JERUSALEM (AP) — Israeli forces on Tuesday targeted at least two United Nations facilities, pushing forward with a crackdown against the U.N. agency for Palestinian refugees tasked with delivering humanitarian services to millions of people across the region.
Crews began bulldozing the United Nations Relief and Works Agency 's offices in Sheikh Jarrah and fired tear gas at a vocational school in Qalandia, marking Israel’s latest and most dramatic step against UNRWA.
Roland Friedrich, the agency's West Bank director, said UNRWA had received word that demolition crews and police arrived at their east Jerusalem headquarters early on Tuesday. Staff have not operated out of the facility for almost a year out of safety concerns, but Israeli forces confiscated devices and forced out private security guards hired to protect the facility.
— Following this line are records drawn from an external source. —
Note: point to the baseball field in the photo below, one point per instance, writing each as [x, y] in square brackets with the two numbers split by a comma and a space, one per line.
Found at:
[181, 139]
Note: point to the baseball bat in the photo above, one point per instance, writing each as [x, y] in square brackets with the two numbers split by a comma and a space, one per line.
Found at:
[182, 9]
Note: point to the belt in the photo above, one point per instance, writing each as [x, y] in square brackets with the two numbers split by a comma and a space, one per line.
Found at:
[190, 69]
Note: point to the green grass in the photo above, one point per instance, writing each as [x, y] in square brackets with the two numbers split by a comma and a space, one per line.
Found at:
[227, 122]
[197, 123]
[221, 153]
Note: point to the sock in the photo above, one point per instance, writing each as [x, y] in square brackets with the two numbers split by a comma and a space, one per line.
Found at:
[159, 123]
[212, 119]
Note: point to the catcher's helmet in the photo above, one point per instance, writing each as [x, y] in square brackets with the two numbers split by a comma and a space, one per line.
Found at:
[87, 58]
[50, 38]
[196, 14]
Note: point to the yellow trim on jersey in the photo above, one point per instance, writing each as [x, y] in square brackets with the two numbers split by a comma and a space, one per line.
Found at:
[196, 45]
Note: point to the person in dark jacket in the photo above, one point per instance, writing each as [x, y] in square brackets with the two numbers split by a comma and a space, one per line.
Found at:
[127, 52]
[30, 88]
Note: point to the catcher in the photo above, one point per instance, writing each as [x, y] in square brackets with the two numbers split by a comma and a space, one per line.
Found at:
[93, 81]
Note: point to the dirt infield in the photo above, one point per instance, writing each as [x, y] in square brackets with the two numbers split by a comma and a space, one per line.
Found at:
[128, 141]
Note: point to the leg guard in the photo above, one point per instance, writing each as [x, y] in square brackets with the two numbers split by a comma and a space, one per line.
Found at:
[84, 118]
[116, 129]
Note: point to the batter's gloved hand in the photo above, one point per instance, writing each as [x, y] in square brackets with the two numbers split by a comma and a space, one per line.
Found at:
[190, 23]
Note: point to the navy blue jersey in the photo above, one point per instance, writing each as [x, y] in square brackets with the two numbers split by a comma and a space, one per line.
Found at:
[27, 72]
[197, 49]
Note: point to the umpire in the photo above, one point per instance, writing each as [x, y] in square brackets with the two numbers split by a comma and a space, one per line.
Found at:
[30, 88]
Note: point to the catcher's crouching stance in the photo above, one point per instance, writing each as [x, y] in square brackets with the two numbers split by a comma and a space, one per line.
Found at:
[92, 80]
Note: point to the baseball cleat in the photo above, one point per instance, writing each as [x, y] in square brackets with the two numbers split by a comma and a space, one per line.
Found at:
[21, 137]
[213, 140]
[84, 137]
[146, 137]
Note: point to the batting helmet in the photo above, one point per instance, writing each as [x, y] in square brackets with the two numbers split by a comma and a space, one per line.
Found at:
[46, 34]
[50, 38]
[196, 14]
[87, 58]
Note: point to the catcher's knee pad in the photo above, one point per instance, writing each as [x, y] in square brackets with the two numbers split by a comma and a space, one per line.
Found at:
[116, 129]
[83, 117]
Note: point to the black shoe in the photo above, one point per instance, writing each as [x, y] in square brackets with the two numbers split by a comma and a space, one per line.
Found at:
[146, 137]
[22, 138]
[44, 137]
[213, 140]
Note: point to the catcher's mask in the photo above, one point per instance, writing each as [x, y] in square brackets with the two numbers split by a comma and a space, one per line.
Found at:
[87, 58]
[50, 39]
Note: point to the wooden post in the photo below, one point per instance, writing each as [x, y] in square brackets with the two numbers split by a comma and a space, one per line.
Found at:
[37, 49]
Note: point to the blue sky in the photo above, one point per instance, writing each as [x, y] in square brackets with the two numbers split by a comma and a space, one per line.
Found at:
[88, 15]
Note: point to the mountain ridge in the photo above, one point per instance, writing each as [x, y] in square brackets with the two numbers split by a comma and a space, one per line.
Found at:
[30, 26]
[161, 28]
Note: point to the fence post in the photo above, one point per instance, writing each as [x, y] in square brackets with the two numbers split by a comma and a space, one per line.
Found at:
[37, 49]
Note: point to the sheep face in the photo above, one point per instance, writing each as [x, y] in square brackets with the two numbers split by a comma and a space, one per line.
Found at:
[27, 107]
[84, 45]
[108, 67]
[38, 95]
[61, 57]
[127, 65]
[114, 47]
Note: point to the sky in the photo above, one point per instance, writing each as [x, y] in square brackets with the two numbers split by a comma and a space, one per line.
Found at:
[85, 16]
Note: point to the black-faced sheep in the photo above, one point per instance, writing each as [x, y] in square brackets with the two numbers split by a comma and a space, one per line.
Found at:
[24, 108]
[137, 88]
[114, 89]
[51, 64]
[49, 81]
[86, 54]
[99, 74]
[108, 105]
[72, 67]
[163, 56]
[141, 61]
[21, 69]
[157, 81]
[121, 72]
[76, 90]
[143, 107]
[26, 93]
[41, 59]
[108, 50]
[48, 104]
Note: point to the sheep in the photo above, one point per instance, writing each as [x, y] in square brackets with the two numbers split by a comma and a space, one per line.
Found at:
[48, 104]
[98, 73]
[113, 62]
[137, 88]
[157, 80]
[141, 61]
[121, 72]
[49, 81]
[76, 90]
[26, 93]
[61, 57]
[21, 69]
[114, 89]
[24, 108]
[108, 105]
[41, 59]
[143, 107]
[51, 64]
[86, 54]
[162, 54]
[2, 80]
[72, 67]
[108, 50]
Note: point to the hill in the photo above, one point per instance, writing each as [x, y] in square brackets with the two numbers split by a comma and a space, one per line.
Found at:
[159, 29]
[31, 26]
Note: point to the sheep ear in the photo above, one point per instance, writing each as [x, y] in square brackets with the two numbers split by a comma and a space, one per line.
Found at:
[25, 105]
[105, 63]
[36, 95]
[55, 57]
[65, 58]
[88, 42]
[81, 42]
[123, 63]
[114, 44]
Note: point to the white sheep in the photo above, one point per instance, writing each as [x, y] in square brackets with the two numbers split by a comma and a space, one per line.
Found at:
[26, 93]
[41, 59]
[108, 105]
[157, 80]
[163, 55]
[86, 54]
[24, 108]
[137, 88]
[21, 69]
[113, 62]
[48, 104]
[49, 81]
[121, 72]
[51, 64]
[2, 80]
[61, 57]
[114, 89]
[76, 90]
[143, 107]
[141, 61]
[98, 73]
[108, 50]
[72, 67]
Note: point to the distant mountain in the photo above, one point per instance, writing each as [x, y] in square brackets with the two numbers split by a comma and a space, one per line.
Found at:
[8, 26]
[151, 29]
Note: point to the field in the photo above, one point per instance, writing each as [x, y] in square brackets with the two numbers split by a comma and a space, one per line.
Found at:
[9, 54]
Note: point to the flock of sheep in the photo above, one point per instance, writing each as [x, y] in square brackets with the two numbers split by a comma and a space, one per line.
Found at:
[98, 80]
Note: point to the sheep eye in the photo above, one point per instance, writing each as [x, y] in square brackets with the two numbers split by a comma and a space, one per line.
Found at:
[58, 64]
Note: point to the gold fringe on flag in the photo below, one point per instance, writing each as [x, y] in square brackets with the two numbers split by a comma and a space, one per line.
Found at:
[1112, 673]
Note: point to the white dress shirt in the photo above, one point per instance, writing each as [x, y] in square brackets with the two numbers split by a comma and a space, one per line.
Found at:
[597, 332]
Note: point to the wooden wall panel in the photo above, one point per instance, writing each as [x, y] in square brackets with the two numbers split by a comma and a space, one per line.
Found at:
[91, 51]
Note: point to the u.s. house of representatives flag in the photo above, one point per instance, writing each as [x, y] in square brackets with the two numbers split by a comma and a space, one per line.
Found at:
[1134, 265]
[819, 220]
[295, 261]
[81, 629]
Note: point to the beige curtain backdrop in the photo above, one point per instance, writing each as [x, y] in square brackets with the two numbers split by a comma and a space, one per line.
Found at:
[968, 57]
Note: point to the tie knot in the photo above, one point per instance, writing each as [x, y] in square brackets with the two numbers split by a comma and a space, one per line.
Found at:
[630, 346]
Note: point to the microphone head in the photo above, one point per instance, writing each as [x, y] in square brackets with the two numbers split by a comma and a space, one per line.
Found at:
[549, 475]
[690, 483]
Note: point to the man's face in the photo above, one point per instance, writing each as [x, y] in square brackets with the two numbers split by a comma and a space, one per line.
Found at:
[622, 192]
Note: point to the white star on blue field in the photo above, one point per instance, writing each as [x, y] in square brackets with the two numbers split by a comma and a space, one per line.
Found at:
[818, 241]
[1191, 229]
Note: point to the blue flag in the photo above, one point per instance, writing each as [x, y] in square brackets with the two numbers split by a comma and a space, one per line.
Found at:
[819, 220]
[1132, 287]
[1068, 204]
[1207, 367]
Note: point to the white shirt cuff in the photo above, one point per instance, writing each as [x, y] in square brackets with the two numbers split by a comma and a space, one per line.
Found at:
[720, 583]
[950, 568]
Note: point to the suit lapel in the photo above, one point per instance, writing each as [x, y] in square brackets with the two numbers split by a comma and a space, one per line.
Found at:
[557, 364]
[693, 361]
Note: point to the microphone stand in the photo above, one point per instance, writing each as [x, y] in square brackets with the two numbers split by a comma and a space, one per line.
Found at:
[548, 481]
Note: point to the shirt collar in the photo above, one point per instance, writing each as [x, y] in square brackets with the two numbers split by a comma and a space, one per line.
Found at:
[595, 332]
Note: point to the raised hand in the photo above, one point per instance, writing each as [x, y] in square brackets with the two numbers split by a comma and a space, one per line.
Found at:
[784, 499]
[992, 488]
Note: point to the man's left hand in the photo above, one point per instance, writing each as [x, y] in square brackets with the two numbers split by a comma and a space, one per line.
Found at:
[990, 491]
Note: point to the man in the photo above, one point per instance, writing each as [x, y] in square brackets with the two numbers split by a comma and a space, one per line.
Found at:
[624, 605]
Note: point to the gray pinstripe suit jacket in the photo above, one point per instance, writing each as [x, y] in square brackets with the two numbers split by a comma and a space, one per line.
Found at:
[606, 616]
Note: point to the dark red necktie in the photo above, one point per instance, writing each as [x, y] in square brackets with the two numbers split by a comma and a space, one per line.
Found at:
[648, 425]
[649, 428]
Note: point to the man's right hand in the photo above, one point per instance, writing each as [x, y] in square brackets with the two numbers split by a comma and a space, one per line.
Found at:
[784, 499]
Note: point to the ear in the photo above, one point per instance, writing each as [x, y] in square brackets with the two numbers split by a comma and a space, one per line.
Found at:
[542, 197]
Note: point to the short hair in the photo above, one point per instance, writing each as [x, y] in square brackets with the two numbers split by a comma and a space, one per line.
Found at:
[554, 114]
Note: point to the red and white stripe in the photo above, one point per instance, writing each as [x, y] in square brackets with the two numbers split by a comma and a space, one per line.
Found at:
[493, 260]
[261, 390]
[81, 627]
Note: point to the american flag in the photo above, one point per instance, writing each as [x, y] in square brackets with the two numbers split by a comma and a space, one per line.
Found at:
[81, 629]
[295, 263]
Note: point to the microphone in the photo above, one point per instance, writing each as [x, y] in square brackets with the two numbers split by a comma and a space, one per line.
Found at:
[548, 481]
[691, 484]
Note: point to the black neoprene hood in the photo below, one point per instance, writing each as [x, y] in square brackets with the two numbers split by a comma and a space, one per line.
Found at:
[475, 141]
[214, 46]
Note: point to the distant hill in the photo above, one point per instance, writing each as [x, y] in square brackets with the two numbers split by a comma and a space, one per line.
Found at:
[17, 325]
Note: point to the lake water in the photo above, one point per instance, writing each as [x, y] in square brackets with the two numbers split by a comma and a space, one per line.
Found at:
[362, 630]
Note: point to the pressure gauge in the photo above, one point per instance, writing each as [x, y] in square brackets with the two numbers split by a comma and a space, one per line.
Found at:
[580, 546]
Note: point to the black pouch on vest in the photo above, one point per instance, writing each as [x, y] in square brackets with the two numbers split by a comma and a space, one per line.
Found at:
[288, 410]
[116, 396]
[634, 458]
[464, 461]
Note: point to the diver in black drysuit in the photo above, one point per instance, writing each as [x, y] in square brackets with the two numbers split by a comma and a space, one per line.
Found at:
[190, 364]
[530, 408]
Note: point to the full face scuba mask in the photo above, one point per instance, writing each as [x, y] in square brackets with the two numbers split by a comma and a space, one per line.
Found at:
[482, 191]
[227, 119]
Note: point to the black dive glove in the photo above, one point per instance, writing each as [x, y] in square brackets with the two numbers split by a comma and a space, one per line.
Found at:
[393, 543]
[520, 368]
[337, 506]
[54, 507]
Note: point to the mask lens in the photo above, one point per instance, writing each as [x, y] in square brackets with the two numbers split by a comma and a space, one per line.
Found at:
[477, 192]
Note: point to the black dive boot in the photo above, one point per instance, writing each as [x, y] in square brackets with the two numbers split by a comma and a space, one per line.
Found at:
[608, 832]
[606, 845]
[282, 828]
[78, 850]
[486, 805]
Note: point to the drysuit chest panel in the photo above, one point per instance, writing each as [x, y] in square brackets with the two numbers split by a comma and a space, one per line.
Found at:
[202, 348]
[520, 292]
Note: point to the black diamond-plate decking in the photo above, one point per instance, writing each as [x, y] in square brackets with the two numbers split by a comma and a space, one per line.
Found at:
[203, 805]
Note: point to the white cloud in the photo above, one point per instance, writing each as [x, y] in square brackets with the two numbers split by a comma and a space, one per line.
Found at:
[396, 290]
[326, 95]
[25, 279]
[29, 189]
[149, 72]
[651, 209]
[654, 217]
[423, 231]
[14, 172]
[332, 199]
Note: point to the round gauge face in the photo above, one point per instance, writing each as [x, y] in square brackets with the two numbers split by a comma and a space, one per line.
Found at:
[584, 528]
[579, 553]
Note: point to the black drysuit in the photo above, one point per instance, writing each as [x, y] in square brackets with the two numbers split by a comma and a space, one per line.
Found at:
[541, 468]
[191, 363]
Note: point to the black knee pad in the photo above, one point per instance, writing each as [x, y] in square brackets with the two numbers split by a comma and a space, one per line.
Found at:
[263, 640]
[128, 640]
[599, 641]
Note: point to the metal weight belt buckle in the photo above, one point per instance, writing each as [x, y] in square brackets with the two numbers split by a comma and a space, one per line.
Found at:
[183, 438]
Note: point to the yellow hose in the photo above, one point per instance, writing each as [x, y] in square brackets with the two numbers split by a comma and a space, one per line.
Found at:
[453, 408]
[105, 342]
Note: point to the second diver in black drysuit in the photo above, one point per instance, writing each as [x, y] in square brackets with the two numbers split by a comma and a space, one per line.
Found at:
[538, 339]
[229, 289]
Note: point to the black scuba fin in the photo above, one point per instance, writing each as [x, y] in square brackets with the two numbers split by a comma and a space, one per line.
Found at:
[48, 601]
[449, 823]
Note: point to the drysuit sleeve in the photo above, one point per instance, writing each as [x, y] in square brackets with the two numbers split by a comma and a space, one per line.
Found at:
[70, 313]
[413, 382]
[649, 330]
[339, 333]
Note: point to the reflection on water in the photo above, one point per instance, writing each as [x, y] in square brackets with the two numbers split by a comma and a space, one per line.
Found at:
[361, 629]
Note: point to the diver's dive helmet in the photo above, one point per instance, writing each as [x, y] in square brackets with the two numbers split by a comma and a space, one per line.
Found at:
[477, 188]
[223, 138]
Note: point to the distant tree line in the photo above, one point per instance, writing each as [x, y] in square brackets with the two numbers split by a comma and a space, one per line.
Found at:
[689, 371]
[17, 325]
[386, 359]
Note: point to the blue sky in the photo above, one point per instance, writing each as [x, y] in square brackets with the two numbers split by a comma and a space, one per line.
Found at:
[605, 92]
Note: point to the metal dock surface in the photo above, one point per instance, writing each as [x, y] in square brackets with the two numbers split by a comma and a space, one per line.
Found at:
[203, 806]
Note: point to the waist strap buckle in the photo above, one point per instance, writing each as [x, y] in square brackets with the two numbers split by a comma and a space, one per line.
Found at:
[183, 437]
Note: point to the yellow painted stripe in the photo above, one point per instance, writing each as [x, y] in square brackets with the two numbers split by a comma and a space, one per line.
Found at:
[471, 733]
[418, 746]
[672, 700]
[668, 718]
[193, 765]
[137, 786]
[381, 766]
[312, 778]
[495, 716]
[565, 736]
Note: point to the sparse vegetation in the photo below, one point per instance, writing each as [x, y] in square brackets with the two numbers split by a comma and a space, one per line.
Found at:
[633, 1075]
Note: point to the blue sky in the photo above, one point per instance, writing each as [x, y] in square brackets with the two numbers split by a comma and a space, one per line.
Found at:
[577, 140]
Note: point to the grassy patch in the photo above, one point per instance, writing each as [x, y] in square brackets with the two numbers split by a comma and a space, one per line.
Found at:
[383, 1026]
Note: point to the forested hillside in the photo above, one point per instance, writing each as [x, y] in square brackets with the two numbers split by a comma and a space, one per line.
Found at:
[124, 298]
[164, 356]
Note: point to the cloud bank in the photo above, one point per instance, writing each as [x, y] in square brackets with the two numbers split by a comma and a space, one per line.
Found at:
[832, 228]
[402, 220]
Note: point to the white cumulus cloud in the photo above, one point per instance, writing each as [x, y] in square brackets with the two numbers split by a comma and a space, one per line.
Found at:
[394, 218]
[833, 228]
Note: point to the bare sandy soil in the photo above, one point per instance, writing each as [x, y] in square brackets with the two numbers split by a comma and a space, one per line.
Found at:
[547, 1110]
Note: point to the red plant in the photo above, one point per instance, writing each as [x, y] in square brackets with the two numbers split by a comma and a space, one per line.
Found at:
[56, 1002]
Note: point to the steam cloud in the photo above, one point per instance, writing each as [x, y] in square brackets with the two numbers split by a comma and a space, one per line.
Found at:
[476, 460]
“What we saw today is the culmination of two years of incitement and measures against UNRWA in east Jerusalem,” Friedrich said, calling it a violation of international law guaranteeing such facilities protection.
He said forces also began firing tear gas outside the vocational school on the outskirts of Jerusalem on Tuesday afternoon before ultimately leaving. More than 300 young refugees receive job training in technology and welding there.
Some children on their way home from the school were overcome by the tear gas and a 15-year-old was hit in the eye with a rubber bullet, according to the Palestinian Authority’s Jerusalem governorate, which monitors Palestinian affairs in the area.
Israeli leaders celebrate demolition
Israel’s Foreign Ministry said the demolition enforced a new law banning UNRWA, noting that Israel owns the site and rejecting UNRWA’s claims that the move violated international law.
Israel has long claimed the agency has an anti-Israel bias. Often with little evidence, it says UNRWA employs and maintains ties with militant groups including Hamas. The U.N. has ardently denied such claims and UNRWA has said it acts quickly to purge any suspected militants among its staff.
UNRWA's mandate is to provide aid and services to some 2.5 million Palestinian refugees in Gaza, the occupied West Bank and east Jerusalem, as well as 3 million more refugees in Syria, Jordan and Lebanon. The group has for years maintained infrastructure in refugee camps and also run schools and provided health care. But its operations were curtailed last year when Israel’s Knesset passed legislation severing ties and banning it from functioning in what it defines as Israel — including east Jerusalem.
The agency said the demolitions could imperil operations at the vocational center in Qalandia and heath facility in Shu'afat, where it still provides education and health services.
An Israeli flag was seen hoisted above the facility in the Sheikh Jarrah neighborhood, where some Israeli politicians arrived on the scene to celebrate the organization's fate. National Security Minister Itamar Ben Gvir called it “a historic day.”
'This must be a wake-up call'
The demolition marked the culmination of years of criticism from Israel and its leaders. Since the start of the Israel-Hamas war more than two years ago, it has ramped up such attacks, accusing UNRWA of being infiltrated by Hamas and saying the militants used its facilities and seized aid. It has provided little evidence for the claims, which the U.N. has denied. The International Court of Justice said in October that Israel must allow the agency to provide humanitarian assistance in Gaza.
Since Israel passed its law banning the agency last year, its facilities — schools and health centers — and its headquarters have repeatedly been closed, raided or left unprotected.
“This must be a wake-up call," Philippe Lazzarini, UNRWA's commissioner-general, said in a statement on X. “What happens today to UNRWA will happen tomorrow to any other international organisation or diplomatic mission, whether in the Occupied Palestinian Territory or anywhere around the world.”
More aid groups in Gaza face pressure
Israel's ban on UNRWA dovetailed with broader efforts to deregister aid groups operating in Gaza and the occupied West Bank. Israel has passed laws requiring nongovernmental organizations not to hire staff involved in activities that “delegitimize Israel” or support boycotts, demanding they register lists of names as a condition of being allowed to work.
Israel told dozens of groups — including Doctors Without Borders and CARE — that their licenses would expire at the end of 2025. The organizations say the rules are arbitrary and warned that the new ban would harm people desperately in need of humanitarian aid.
Settler violence in the West Bank rose last year
The Israeli military said Tuesday that attacks carried out by Jewish settlers against Palestinians and Israeli security forces in the West Bank increased by 27% last year compared with 2024.
There were 867 reports of “nationalistic crimes” — with the number of severe incidents up by more than 50%, according to internal statistics from the Israeli military and the country’s Shin Bet domestic security service.
Mounting settler violence in the West Bank has emptied villages since the war between Israel and Hamas erupted, according to B’Tselem, an Israeli rights group helping the residents.
The Israeli military has carried out large-scale operations in the West Bank targeting militants that have killed hundreds of Palestinians. There also has been a rise in Palestinian attacks on Israelis.
Israeli authorities have a mixed relationship with settlers, at times dismantling unauthorized outposts while also deploying forces to protect them from Palestinians.